Friday 23 August 2013

in the shed this week

(and the previous week)… has been a very pretty set of dining chairs. here they are all finished and delivered.



they arrived in rather a sorry state. wobbly frames needed to be re-glued and pinned, and the seats re-webbed and re-sprung. the original hair pads were in good shape, though, so they were recycled. this is what i got up to...


re-webbing and springing


tieing in the springs (re-using the original hessian, hence the random circles from old springs)


re-tacking on the original stitched hair pad, with a bit of extra horsehair for good plumpness


skewers holding wadding in place ready for the calico layer.

they were covered in a tasteful combo of striped Romo linen teamed with something vintage for the back panels, plus about 13m of handmade double piping.

 






...here they all are lined up ready for the trip back home.

…so that's a typical The Traditional Upholstery Studio week, albeit a particularly time-consuming one. 
i have been meaning to keep up a regular post along the lines of 'what's the shed this week' ever since i began this blog, but it's been a big year and house building work, family and new work adventures have got in the way. i'll catch-up with a 'gallery of highlights' at some point, but for now - hooray! i have made a start 

:-)

'in the shed next week' is a sweet little footstool full of holes plus a good tip for creative use of wax crayons. xx

Tuesday 6 August 2013

an upholsterer's 'can do' attitude (or how it pays to say 'yes')

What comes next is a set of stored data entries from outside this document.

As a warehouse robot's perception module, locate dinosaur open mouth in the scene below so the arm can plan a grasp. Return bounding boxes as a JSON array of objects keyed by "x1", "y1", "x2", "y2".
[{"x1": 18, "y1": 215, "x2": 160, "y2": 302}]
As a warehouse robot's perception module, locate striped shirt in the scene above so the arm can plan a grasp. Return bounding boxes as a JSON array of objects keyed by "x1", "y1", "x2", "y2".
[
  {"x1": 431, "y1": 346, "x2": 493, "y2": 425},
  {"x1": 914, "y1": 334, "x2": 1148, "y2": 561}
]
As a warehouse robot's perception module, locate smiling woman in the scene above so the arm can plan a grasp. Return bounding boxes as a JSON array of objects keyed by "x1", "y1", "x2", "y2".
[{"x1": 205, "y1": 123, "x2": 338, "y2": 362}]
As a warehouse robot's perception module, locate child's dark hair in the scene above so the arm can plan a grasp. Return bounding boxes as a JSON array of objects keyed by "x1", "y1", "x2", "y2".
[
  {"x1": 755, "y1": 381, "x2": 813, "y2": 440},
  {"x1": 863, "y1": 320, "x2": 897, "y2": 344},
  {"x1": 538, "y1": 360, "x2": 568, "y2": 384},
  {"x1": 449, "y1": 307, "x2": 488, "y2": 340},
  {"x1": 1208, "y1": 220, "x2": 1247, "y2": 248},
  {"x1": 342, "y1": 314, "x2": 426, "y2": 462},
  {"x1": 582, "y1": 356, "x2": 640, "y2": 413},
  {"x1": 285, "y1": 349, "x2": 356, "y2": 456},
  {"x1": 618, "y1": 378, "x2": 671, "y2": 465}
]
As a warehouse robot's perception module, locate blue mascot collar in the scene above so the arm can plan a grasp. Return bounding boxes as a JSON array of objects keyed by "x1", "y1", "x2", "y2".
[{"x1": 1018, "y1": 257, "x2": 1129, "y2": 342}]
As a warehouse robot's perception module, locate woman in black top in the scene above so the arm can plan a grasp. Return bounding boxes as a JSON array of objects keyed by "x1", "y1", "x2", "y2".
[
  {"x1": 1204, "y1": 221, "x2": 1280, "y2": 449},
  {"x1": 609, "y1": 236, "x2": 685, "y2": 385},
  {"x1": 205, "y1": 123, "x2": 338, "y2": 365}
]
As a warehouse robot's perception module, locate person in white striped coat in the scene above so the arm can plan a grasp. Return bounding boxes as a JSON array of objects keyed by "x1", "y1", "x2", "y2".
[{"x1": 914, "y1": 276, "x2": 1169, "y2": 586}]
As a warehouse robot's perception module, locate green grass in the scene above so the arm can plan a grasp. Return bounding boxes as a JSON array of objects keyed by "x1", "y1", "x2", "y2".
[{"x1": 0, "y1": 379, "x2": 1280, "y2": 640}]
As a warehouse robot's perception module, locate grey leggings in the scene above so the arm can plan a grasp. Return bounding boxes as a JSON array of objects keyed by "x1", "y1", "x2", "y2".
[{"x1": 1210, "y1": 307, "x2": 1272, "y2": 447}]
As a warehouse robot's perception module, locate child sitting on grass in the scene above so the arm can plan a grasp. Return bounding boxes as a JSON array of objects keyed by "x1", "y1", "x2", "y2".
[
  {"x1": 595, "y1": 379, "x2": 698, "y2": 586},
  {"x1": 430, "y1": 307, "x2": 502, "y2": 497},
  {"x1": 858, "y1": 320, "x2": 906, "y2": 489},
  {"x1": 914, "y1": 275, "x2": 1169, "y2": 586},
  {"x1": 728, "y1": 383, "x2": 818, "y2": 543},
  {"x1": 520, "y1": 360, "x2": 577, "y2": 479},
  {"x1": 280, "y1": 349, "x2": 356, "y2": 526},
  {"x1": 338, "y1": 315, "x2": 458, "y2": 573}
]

up until very recently i have been happily ignoring drum shades, finding them a bit too clean cut and papercraft-ish. but these days, not only am i rustling them up for interior designers and their grand clients, i am also teaching crafty-minded souls how to make them too.

how did this happen? 

the truth is, my newly acquired skill came about because i cheerily said 'yes, i can do that' when actually, i couldn't. not yet anyway.

there i was, tapping away in my shed, when a very lovely chap called to ask if i could re-cover his lampshade. 
'yes, of course... i shall be right over,' said i.
it was only when face-to-face with the lampshade in the lovely chap's interior design shop that i saw that what he wanted recovering was in fact a drum shade. o dear. i can cover every shape of traditional shade frame, but drum shades are not the same at all. they are bafflingly smooth-sided. they seem inpenetrably card-ish. they don't even have proper sewn seams. 

'crikey', i thought.

'ah, lovely,' said i. 'i'll bring it back finished very soon'. and trotted off with a bag of the lovely chap's very expensive James Hare silk under my arm with which to cover his shade.

oh lordy...

and so how to teach yourself to cover a drum shade very quickly began in earnest. happily i discovered that it is very easy indeed to create a professionally flawless drum shade the very first time. (there's no wonder craft workshops are bursting with folks keen to have a go).




i bought a kit which happened to be of exactly the desired size from needcraft, cleared the kitchen table of crumbs, and set to work. the kit came with a very handy 20+ stage photographic walkthrough of instructions, so i skipped the You Tube lesson and went for it. 


two hours of serious concentration, snipping, smoothing and careful re-reading of the instructions and the job was done. despite misbehaving on the ironing board, the precious silk stuck to the sticky-backed card with no bubbles or wrinkles. and it was far easier than one could imagine to roll two sticky wire hoops along the edges of a fabric covered panel and end up with a perfect seam at the end. 

and the result?
the lovely chap was thrilled with his perfectly-finished James Hare silk-covered drum shade. yay!

indeed, he appears to have spotted my adventurous spirit and is brewing a 'rather bespoke, sculptural and unusual concept' for his forthcoming christmas window, which will, of course, require an upholsterer's 'can-do' attitude towards lampshades to accomplish. 

'yes indeedy... i can do that!'


oh and here's a little tip to share with novice for drum-shade makers everywhere: 
one thing the needcraft instructions didn't point out was that you will achieve a smarter joining seam by folding the fabric over the edge of the card, instead of having a raw edge on show at the overlap. happily i'd worked this out before snipping the very fray-ish silk fabric.